Eşim Giritli. Hayatımın ilk Girit yemeklerini kayınvalidem Serpil’in ellerinden tattım.
Arapsaçı, şevketibostan, stifno otlarını ilk kez Serpil (annem) yaptı. Sonraları karınca kararınca ben de el aldım kendisinden. Annem kadar olmasa da bi şiler yapıyoruz işte.
Diyeceğim o ki severim, hem de çok severim Girit işi yemekleri, mezeleri.
Sevgili Huriye Öztin, namı diğer “Mutfak Girit” ile tanışmamız da Girit sayesinde oldu.
Dostum Erhan Gölbey’in düzenlediği Kuşadası Giritliler Festivali için Güvercin Ada’da biz konuklara ot kavururken Huriye Hanım tüm hünerlerini sergilemiş, Girit’in enfes lezzetlerini festival ziyaretçilerine sunuyordu.
“Ooo, Girit yemeklerine doymuşsunuzdur” dediğinizi duyar gibiyim.
Nerdee, bi lokma kabak çiçeği dolması bile yiyemedik, önce misafirler dedik.
O gün bugündür bunun muhabbeti sürüyor.
Geçen gün arkadaşlarımızdan biri Huriye Hanım’a “Canım anne köftesi,
kuru köfte istiyor” deyince, arkadaşım cümlesini bitiremeden “Hemen yapıyorum” deyip bizi kendi yaptığı yemeklerini misafirlerine sunduğu “Mutfak Girit”e davet etti.

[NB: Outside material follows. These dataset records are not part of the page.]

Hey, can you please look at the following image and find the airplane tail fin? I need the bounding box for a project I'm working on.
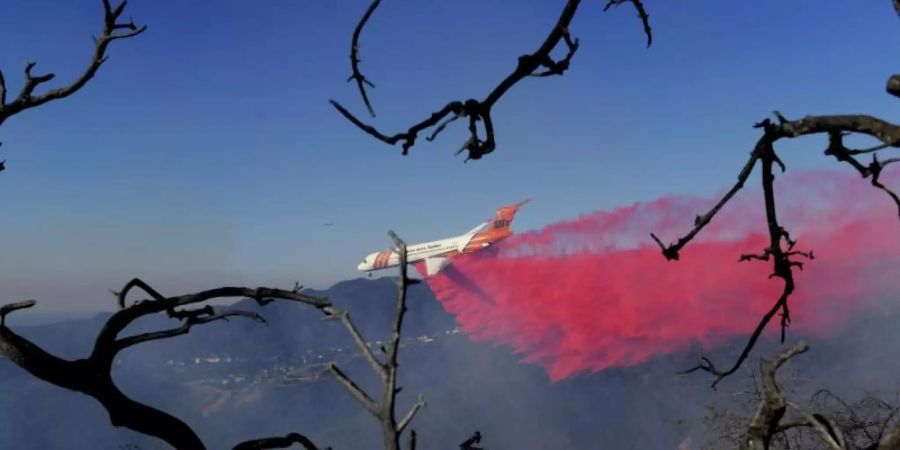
[491,199,531,232]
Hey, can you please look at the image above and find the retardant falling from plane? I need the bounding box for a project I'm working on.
[418,172,900,380]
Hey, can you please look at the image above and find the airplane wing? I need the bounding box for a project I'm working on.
[456,222,488,252]
[425,256,450,277]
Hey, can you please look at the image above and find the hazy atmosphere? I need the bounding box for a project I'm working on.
[0,0,900,310]
[0,0,900,450]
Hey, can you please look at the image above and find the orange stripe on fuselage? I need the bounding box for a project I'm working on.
[372,250,394,269]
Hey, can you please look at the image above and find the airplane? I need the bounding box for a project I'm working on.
[356,199,531,277]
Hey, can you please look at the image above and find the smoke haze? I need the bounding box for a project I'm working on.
[428,171,900,380]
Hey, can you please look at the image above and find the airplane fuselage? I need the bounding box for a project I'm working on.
[357,202,525,276]
[357,230,502,272]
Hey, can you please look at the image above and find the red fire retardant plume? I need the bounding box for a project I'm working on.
[420,172,900,380]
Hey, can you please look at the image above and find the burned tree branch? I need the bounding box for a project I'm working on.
[651,111,900,387]
[0,279,331,449]
[0,0,147,124]
[739,342,809,450]
[234,433,331,450]
[603,0,653,48]
[347,0,381,117]
[330,0,652,161]
[397,394,426,433]
[324,231,425,450]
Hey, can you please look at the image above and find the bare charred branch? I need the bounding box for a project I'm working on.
[739,342,809,450]
[886,75,900,97]
[115,311,266,352]
[0,300,37,327]
[330,0,652,161]
[0,278,331,450]
[234,433,331,450]
[651,111,900,387]
[459,431,483,450]
[603,0,653,48]
[397,394,426,433]
[347,0,381,117]
[787,402,848,450]
[0,0,147,124]
[324,231,425,450]
[406,430,416,450]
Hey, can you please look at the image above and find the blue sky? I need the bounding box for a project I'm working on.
[0,0,900,310]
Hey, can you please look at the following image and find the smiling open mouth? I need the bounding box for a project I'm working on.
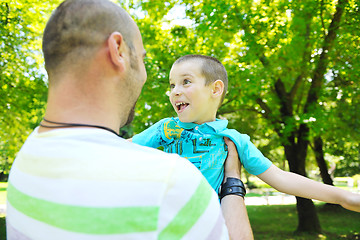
[175,102,189,112]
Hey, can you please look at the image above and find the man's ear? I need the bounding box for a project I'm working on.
[212,79,224,97]
[108,32,126,71]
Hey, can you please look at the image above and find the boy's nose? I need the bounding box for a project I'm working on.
[172,86,181,96]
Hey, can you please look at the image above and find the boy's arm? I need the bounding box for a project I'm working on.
[257,165,360,212]
[221,138,254,240]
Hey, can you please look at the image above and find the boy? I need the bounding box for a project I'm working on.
[132,55,360,212]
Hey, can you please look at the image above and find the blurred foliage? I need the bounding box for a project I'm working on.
[0,0,360,179]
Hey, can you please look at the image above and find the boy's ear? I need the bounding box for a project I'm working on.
[212,79,224,97]
[108,32,126,71]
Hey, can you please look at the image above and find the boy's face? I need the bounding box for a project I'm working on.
[169,60,217,124]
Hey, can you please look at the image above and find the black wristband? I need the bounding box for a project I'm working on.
[219,178,246,200]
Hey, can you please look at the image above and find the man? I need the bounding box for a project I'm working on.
[7,0,252,240]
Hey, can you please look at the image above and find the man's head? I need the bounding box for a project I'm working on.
[43,0,146,127]
[170,55,228,124]
[43,0,136,78]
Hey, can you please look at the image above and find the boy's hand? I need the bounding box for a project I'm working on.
[224,137,241,182]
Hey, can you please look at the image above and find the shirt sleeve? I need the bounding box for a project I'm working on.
[132,118,172,148]
[223,129,272,175]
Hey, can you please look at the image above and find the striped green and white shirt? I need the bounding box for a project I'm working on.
[6,128,228,240]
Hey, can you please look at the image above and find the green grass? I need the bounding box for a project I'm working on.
[0,182,7,204]
[247,204,360,240]
[0,182,7,240]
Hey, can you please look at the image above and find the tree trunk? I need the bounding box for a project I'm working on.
[295,197,321,233]
[314,136,334,186]
[285,142,321,233]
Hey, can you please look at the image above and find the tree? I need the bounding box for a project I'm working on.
[0,0,59,178]
[127,0,360,232]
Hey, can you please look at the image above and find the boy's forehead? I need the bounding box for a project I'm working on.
[170,60,202,78]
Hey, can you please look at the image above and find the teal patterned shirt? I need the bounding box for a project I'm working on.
[132,118,272,192]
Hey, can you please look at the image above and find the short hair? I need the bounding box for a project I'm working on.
[174,54,228,105]
[42,0,136,77]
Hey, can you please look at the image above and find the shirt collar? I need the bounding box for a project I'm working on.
[174,118,228,132]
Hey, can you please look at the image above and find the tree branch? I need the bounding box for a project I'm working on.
[304,0,348,113]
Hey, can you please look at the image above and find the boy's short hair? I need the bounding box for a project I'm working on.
[174,54,228,107]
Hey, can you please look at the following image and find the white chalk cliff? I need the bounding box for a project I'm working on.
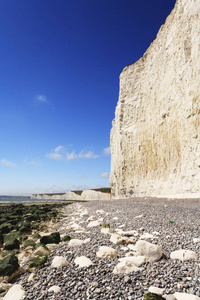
[31,190,111,200]
[110,0,200,198]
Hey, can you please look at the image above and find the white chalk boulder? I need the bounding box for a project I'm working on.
[174,293,200,300]
[3,284,25,300]
[170,249,198,260]
[96,246,117,258]
[48,285,61,294]
[68,239,84,247]
[74,256,93,268]
[87,220,101,228]
[135,240,162,262]
[51,256,68,268]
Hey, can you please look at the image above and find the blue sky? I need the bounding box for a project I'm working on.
[0,0,175,195]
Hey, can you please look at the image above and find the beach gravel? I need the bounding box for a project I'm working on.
[11,198,200,300]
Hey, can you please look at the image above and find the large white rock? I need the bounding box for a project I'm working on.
[119,256,146,267]
[51,256,68,268]
[110,0,200,198]
[87,220,101,228]
[110,233,135,245]
[33,246,50,256]
[140,232,154,240]
[68,239,84,247]
[81,190,111,200]
[96,246,117,258]
[113,257,142,274]
[3,284,25,300]
[74,256,93,268]
[48,285,61,294]
[174,293,200,300]
[27,273,37,282]
[135,240,162,262]
[170,249,198,260]
[101,228,113,234]
[0,282,12,293]
[149,285,164,295]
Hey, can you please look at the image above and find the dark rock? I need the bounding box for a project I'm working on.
[40,232,60,245]
[4,239,19,250]
[24,240,36,248]
[0,255,19,277]
[62,235,71,242]
[0,233,4,247]
[143,293,165,300]
[27,255,47,270]
[1,250,16,257]
[0,223,13,233]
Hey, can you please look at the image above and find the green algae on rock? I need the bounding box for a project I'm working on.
[27,255,47,271]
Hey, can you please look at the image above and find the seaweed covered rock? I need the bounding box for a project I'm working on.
[18,221,31,233]
[24,240,36,248]
[27,255,47,271]
[1,250,16,257]
[0,233,4,247]
[40,232,60,245]
[33,244,51,255]
[4,239,19,250]
[0,255,19,281]
[0,223,13,233]
[143,293,165,300]
[62,235,71,242]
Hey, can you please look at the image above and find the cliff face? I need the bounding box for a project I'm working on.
[31,190,111,200]
[110,0,200,198]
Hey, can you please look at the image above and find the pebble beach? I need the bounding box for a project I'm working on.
[5,198,200,300]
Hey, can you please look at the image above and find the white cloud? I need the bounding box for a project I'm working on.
[35,95,47,102]
[46,146,64,160]
[66,151,99,160]
[103,147,110,156]
[99,172,110,178]
[1,159,16,168]
[24,157,42,167]
[46,146,99,161]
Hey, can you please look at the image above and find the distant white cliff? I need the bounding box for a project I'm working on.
[31,190,111,200]
[110,0,200,198]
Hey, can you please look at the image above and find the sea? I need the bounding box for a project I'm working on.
[0,195,63,204]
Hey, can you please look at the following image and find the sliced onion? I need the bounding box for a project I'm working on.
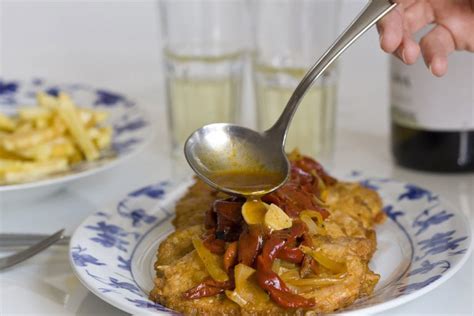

Unutmadan diyeyim, Mutfak Girit, Alsancak Reyhan Pastanesi’nden Fuar istikametine (Namık Kemal Lisesi’ne doğru) giderken hemen sağda.
Bu sıcak havalarda öğle vakti dut ağaçlarının gölgesi eşliğinde, serin serin şahane bir yürüyüşle ulaşabileceğiniz bi mekân.
Restoranın dekorasyonu çok sade ama o kadar hoş ki, kapısından içeri girdiğiniz andan itibaren içinize huzur dolduğunu hissediyorsunuz.
Alsancak gibi İzmir’in merkez konumda bir yerinde bu dinginliği hissedebileceğiniz kaç yer var bilemiyorum.
Evet bu şahane yerde toplandık arkadaşlarımızla. Huriye Hanım uzunca bir masa yapmış bize.
Kuru köftelerin görüntüsü tek kelimeyle şahane! Yanında üzeri domates sosuyla şenlenmiş kızartma. E daha ne olsun!
Masaya oturur oturmaz hemen herkes çaktırmadan birer köfte aşırdı.
İşte bu “aşırma” hemen hepimizi çocukluğumuza aldı götürdü.
Hangimiz yapmadık ki bunu.
Annelerin hazırladığı sofralardan çaktırmadan sarmayı, dolmayı, köfteyi hangimiz götürmedik.
Fark ettiğinde annemiz, hangimiz o tatlı gülüşün altında ezilmedik. Hangimiz?
Aaah annem ah!
Bu duygularla sürdü sohbet.
Köfte nasıl mı olmuş. Çok güzeldi, hem de çok.
Sadece köfte mi? Kuşadası Güvercin Ada’da tadamadığımız keşkek de, kızartma da, kabak sıyırma da çok şahaneydi. Olmazsa olmaz kabakçiçeği dolması da kıvamındaydı.
Fakat şu kabak sıyırmayı özellikle öneriyorum. İnsan yerken zeytinyağlı enginar yiyor hissine kapılıyor. Enfes!
Diğer yemekleri tek tek sayamayacağım. Çünkü, mönüde mevsimsel değişiklikler olabiliyor. Malum burası bir Girit lokantası. Zeytinyağlıların her biri ayrı güzel.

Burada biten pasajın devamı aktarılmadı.